NASA’s spacecraft LADEE finally arrived at the moon’s orbit on Sunday to give answer to questions about the source of the feebly lunar atmosphere and to display a laser communications system.

The Lunar Atmosphere and Dust Environment Explorer (LADEE) spacecraft launched at 6:57 a.m EDT and traveled for four minutes, permitting the moon’s gravity to welcome it into a high-altitude orbit over the equator. Despite the government shutdown, controllers at NASA’s Ames Research Center in California continued with their operations.

LADEE’s mission is to penetrate a highly elliptical retrograde orbit taking the spacecraft around the moon every 24 hours. A couple of major orbit adjust burns are scheduled on October 9 and 12 to lessen the altitude of LADEE’s orbit, eventually reaching an orbit that is roughly 155 miles above the moon’s equator.

Greg Delroy, LADEE's deputy project scientist at Ames, told Space Flight, "The orbit around the moon is retrograde, meaning opposite the lunar rotation, and also around the equator. A lot of the lunar science missions have done a polar orbit, but because of the kind of science we're after, we very much want to be around the equator."

The spacecraft traveled for a month around the Earth and completed three loops before it reached the moon’s orbit.

When LADEE have reached the 155-mile-high orbit, ground teams will start commissioning the probe's three science instruments, turn on the spacecraft's laser communications package for a 30-day exhibition of high-speed optical communications, and deploy aperture covers from the sensors.

LADEE’s Lunar Laser Communications Demonstration will connect with ground stations in California, Canary Islands and New Mexico to exchange data packets at speeds unachievable with radio communications system.

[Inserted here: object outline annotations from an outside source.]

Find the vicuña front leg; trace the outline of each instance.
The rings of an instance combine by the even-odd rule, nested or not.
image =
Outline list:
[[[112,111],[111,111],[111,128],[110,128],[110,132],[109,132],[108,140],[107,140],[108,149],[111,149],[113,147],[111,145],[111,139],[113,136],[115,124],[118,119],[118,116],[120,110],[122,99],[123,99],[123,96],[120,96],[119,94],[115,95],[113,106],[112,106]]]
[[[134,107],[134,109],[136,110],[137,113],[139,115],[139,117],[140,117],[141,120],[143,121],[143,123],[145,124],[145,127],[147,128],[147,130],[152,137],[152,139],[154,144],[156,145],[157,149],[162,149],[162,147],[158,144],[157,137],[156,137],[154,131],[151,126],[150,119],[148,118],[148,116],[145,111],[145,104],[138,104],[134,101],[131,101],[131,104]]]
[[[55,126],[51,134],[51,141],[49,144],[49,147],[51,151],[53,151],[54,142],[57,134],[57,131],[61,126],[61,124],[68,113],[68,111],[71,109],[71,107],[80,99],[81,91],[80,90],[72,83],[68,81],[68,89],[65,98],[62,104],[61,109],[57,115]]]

The changes of the lunar exosphere, measuring its response to sunlight, especially around the terminator where the night and day side of the moon meet will be studied by LADEE’s science instrumentation.

The spacecraft will also search for signs water and hydroxyl, drifting from the moon’s middle latitudes to polar cold traps in permanent shadow, where scientists claim ice can last for billions of years.

Lastly, the mission’s dust particle sensor will classify dust concentrations in the space above the moon and help scientists know the mechanisms driving the dust particles from the surface.

The mission will end in early 2014 through an intentional crash into the moon after LADEE runs out of propellant.